En ce moment, Marie revenait de sa promenade quotidienne.

— Dis donc, Marie Louise, lui dit son père, cela te plairait-il de faire un petit voyage à New York ?

— À New York ? ah ! oui, papa, répondit la jeune fille dont les yeux s’animèrent.

— Eh bien, si tu le veux, ma chérie, tu feras ce voyage.

— Oh papa, que je suis heureuse ! dit la jeune fille en sautant de joie comme une enfant. Quand partirons-nous ?

— Pas tout de suite toujours, petite folle, il faut d’abord se préparer, et puis tu ne songes pas à t’informer chez qui nous irons là, à New York.

— C’est vrai, papa, connaissez-vous quelqu’un là ?

— Certainement, ma fille, et il lui raconta la conversation qu’il avait eu avec sa mère à ce sujet.

Marie Louise ne pouvait contenir sa joie.

Blasée et envoyée qu’elle était de tout ce qui l’entourait, la perspective d’un voyage, surtout un voyage à New York, lui rendait la gaieté qu’elle semblait avoir perdue depuis quelque temps.

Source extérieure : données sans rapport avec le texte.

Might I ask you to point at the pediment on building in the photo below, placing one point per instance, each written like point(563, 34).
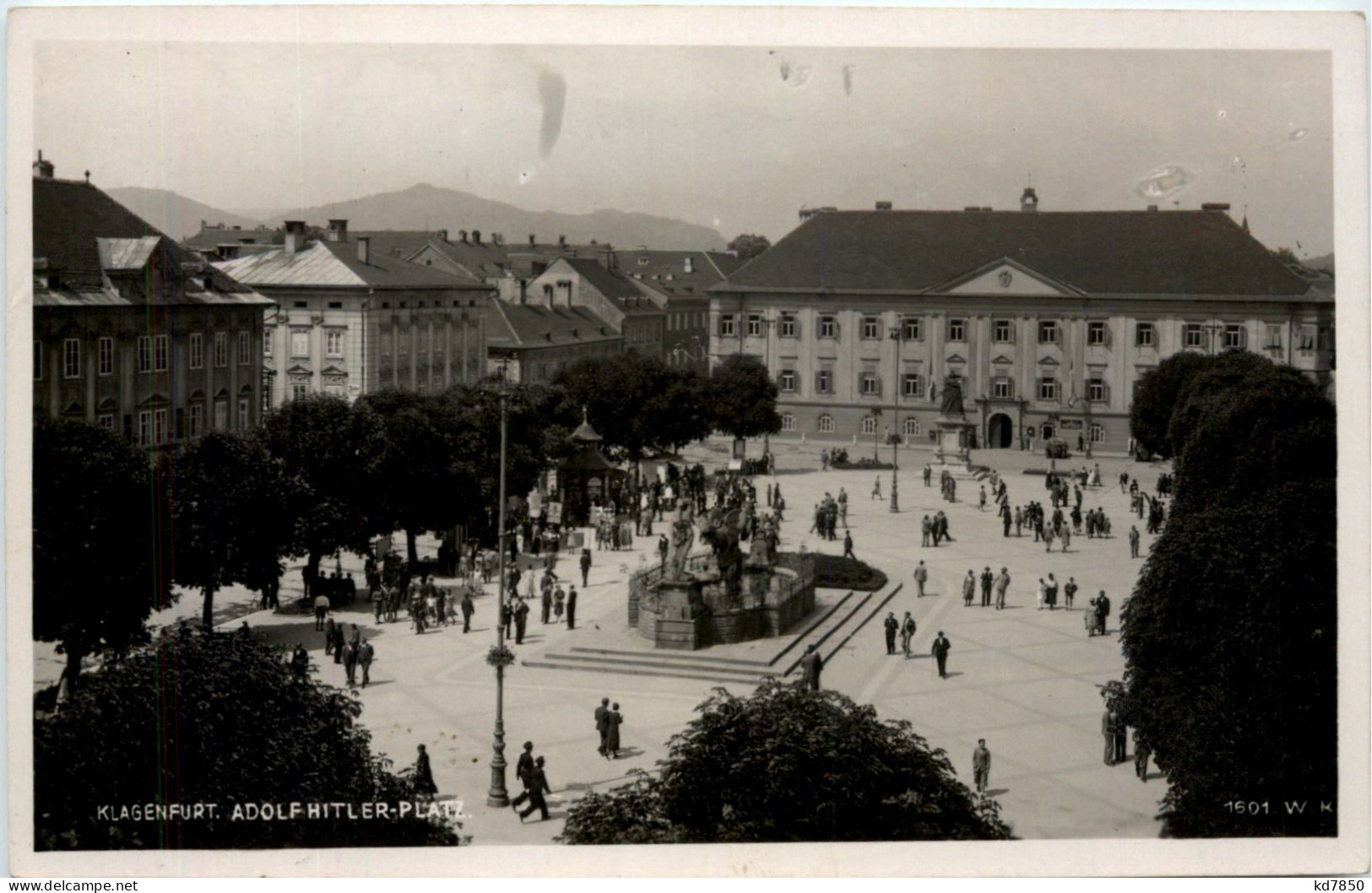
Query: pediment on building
point(1006, 278)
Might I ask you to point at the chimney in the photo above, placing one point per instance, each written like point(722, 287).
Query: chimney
point(294, 235)
point(44, 169)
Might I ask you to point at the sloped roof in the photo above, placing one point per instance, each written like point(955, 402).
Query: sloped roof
point(1143, 252)
point(335, 263)
point(87, 237)
point(527, 325)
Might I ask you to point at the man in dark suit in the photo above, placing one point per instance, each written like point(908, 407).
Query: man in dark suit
point(601, 712)
point(940, 652)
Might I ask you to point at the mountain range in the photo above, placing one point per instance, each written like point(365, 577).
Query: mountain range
point(431, 208)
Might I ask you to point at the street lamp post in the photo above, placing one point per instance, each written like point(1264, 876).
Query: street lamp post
point(895, 424)
point(498, 796)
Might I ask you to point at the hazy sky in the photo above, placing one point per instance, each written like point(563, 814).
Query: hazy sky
point(733, 138)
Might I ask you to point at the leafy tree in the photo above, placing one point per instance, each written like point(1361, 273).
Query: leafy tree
point(325, 450)
point(750, 246)
point(742, 398)
point(638, 403)
point(786, 765)
point(96, 575)
point(417, 479)
point(1231, 631)
point(230, 513)
point(1157, 397)
point(168, 726)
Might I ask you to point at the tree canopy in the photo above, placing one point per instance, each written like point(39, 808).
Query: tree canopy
point(214, 719)
point(786, 765)
point(742, 398)
point(96, 576)
point(1231, 631)
point(750, 245)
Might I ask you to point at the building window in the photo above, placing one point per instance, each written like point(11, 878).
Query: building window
point(1192, 335)
point(72, 358)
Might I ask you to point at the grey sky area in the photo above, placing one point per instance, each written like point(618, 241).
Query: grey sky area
point(733, 138)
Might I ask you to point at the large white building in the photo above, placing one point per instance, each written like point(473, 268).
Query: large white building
point(1049, 320)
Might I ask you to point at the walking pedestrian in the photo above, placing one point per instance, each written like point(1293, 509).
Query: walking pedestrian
point(940, 652)
point(366, 656)
point(537, 787)
point(601, 712)
point(812, 664)
point(981, 766)
point(424, 777)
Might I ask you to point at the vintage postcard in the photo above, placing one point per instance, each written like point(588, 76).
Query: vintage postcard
point(933, 436)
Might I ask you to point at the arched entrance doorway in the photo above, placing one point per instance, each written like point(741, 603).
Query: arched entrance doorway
point(999, 432)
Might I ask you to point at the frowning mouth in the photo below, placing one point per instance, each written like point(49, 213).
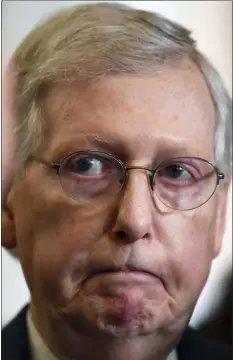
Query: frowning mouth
point(132, 275)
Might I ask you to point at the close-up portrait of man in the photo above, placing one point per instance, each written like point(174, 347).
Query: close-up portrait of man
point(117, 145)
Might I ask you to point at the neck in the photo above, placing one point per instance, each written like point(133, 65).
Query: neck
point(68, 344)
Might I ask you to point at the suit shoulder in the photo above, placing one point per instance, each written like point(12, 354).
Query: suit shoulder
point(194, 345)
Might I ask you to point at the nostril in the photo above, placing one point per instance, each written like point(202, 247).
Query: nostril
point(121, 235)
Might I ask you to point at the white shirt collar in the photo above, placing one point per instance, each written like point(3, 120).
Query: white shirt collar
point(40, 351)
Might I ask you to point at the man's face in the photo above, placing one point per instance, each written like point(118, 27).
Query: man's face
point(63, 243)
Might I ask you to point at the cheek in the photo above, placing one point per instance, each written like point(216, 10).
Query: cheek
point(191, 253)
point(55, 238)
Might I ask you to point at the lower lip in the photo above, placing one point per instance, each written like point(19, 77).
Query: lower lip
point(127, 276)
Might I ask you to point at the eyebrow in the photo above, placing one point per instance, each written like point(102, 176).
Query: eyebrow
point(165, 149)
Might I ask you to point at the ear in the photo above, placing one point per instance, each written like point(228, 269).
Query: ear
point(8, 229)
point(221, 214)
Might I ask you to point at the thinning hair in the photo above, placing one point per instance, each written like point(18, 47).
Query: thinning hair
point(87, 42)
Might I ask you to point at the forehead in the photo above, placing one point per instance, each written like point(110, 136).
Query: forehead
point(170, 109)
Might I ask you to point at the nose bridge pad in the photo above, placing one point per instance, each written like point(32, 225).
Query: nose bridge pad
point(149, 173)
point(151, 180)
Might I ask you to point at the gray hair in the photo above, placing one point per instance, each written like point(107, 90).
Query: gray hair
point(87, 42)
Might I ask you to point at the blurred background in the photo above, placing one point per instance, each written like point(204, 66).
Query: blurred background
point(211, 25)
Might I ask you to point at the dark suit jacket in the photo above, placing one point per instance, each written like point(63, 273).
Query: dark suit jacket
point(193, 346)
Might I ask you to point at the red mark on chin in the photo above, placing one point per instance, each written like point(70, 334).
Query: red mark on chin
point(125, 308)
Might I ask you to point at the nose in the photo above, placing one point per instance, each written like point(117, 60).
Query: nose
point(134, 217)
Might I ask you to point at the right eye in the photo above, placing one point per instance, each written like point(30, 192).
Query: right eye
point(85, 165)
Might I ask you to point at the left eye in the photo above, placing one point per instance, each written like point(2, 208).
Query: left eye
point(88, 166)
point(175, 172)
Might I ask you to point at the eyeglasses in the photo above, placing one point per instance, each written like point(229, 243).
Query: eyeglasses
point(182, 183)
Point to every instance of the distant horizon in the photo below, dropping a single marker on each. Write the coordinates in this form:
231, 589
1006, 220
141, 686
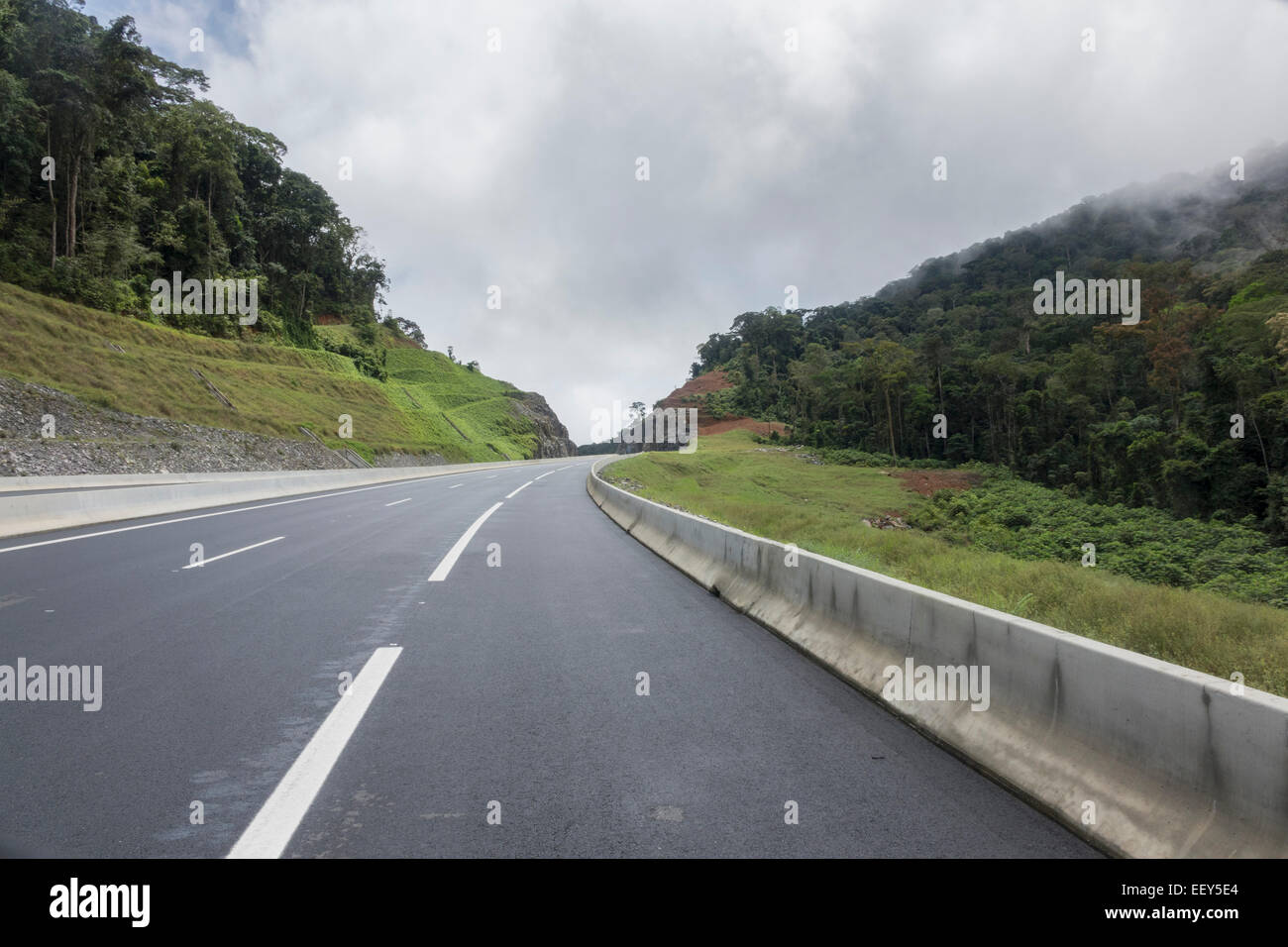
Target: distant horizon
768, 167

Son père était ravi de l’effet qu’avaient produit ses paroles.

— Puisque tu es consentante dit-il, nous allons écrire à Mde Prévost, la cousine de ta mère, et nous ferons tous les arrangements pour partir aussitôt que possible.

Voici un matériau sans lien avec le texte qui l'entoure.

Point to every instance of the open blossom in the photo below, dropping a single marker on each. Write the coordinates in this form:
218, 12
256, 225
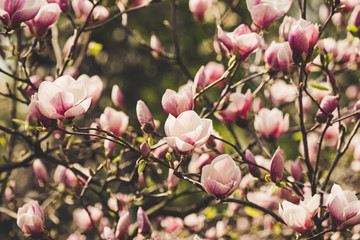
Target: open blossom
303, 36
222, 177
12, 12
271, 123
93, 85
278, 56
198, 8
61, 99
344, 207
175, 103
241, 41
31, 219
187, 131
114, 121
239, 108
299, 217
265, 12
44, 19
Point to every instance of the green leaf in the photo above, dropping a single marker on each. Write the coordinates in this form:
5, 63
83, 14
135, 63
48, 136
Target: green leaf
318, 86
142, 165
19, 122
252, 212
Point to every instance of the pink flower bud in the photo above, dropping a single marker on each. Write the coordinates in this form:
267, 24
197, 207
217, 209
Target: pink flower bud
40, 171
143, 222
14, 12
44, 19
198, 8
117, 97
255, 171
187, 131
278, 56
175, 103
145, 149
200, 79
277, 165
241, 41
222, 177
63, 98
296, 169
144, 116
303, 36
30, 219
328, 104
265, 12
238, 110
122, 227
271, 123
114, 121
93, 85
284, 28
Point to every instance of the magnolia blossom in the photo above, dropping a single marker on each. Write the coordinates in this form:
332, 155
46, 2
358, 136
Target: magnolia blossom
187, 131
12, 12
198, 8
94, 86
344, 207
239, 108
222, 177
175, 103
265, 12
271, 123
31, 219
61, 99
278, 56
303, 36
299, 217
44, 19
114, 121
241, 41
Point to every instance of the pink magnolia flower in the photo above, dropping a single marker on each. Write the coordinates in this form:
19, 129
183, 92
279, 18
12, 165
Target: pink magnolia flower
241, 41
299, 217
198, 8
222, 177
114, 121
187, 131
343, 206
44, 19
303, 36
284, 28
13, 12
238, 109
145, 117
271, 123
280, 92
82, 9
278, 56
175, 103
40, 171
63, 98
94, 86
31, 219
265, 12
117, 97
277, 165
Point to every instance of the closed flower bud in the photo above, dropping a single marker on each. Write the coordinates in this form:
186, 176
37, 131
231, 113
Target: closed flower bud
328, 104
30, 219
144, 116
277, 165
222, 177
143, 222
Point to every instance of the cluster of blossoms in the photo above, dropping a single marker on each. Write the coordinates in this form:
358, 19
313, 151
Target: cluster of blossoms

— Oh ! oui, papa, car j’ai bien hâte de partir. Mais maman viendra avec nous, n’est-ce pas ?

Le changement d’air lui fera du bien, à elle aussi.

— Non ; ta mère ne tient pas du tout à ce voyage, et elle ne veut pas entendre parler de laisser la maison aux soins des servantes. Cependant si tu pouvais la décider à venir avec nous, je serais plus heureux.

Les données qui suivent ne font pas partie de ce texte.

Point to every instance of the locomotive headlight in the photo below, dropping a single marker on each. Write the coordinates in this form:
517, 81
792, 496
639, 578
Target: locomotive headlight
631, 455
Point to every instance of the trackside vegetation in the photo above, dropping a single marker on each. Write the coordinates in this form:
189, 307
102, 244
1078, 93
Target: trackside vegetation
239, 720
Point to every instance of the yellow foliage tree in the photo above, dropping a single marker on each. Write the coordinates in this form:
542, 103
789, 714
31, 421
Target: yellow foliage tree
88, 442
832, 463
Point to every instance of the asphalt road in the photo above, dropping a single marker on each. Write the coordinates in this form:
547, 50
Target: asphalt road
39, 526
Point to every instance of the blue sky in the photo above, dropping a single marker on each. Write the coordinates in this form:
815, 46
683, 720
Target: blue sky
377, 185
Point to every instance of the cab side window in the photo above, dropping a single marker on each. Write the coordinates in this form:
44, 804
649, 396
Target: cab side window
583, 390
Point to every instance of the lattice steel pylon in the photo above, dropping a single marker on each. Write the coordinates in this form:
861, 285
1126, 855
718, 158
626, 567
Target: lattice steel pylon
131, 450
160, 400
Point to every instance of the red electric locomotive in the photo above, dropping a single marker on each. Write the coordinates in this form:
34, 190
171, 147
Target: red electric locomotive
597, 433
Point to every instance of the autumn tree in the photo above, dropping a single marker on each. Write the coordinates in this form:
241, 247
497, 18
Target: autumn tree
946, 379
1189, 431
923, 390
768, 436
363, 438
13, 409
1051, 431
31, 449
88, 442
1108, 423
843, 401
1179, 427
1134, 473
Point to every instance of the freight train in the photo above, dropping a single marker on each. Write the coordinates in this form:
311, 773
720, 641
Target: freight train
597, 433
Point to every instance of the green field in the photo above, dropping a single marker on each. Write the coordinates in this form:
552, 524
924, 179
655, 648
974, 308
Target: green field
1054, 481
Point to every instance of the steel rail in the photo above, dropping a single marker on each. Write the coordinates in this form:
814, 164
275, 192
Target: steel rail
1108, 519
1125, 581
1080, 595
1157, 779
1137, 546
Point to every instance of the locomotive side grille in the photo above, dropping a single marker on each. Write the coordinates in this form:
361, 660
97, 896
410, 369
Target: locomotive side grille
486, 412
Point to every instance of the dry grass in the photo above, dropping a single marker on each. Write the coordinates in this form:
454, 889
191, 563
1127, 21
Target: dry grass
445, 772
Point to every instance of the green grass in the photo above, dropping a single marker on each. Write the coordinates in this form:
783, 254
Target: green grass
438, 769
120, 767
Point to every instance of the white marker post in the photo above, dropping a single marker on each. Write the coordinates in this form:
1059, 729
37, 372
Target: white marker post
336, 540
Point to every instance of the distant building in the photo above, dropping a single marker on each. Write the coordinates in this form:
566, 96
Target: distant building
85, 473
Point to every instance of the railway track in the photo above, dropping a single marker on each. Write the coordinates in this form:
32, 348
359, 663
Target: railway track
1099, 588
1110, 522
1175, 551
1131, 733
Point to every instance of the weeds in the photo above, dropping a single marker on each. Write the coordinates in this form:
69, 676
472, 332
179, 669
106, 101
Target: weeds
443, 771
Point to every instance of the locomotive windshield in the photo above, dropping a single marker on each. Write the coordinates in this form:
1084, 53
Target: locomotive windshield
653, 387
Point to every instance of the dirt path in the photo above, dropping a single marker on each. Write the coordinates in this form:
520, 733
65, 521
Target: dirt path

Mais les instances de Marie Louise n’eurent pas le pouvoir de fléchir la détermination de sa mère.

— Toujours la même, dit Bernier avec amertume.

Autant sa présence est essentielle à mon bonheur, autant la mienne lui est indifférente et même désagréable.

Sa pensée se reportait vers le temps où il avait cru qu’il lui suffirait de devenir l’époux de Maria pour être à jamais heureux, au temps où il avait cru qu’il lui serait facile de se faire aimer d’elle.

Vaines espérances ! L’aversion qu’elle avait d’abord éprouvée pour lui semblait s’augmenter avec les années.

— Je donnerais toute ma fortune, se disait il, pour être aimé d’elle comme l’a été Xavier LeClerc, mon misérable rival.

Hélas ! elle est tout pour moi, et moi, je ne suis rien pour elle.

Elle n’a jamais été touchée par mon amour, ma fidélité, ma patience. mon dévouement.

Froide comme le marbre elle a toujours été et sera toujours pour moi, je le crains.

Pourquoi donc ne peut-elle pas m’aimer, moi, qui l’aime tant ?

Pourtant, hormis son manque d’affection, elle est une épouse modèle. Elle ne m’a jamais donné aucun sujet de plainte ou de blâme.

Je n’ai jamais eu occasion de la reprendre ou de la gronder.

Mais cette froide perfection m’exaspère. J’aimerais mieux qu’elle fût capricieuse, violente, boudeuse et qu’elle montrât un peu d’amour pour moi.

Pourquoi ; oh, pourquoi ne m’aime-t-elle pas ?

Il ignorait, le misérable, qu’entre lui et sa femme se dressait encore le spectre de Xavier LeClerc, pâle et désespéré, comme il lui était apparu devant l’église Notre-Dame, le jour de son mariage.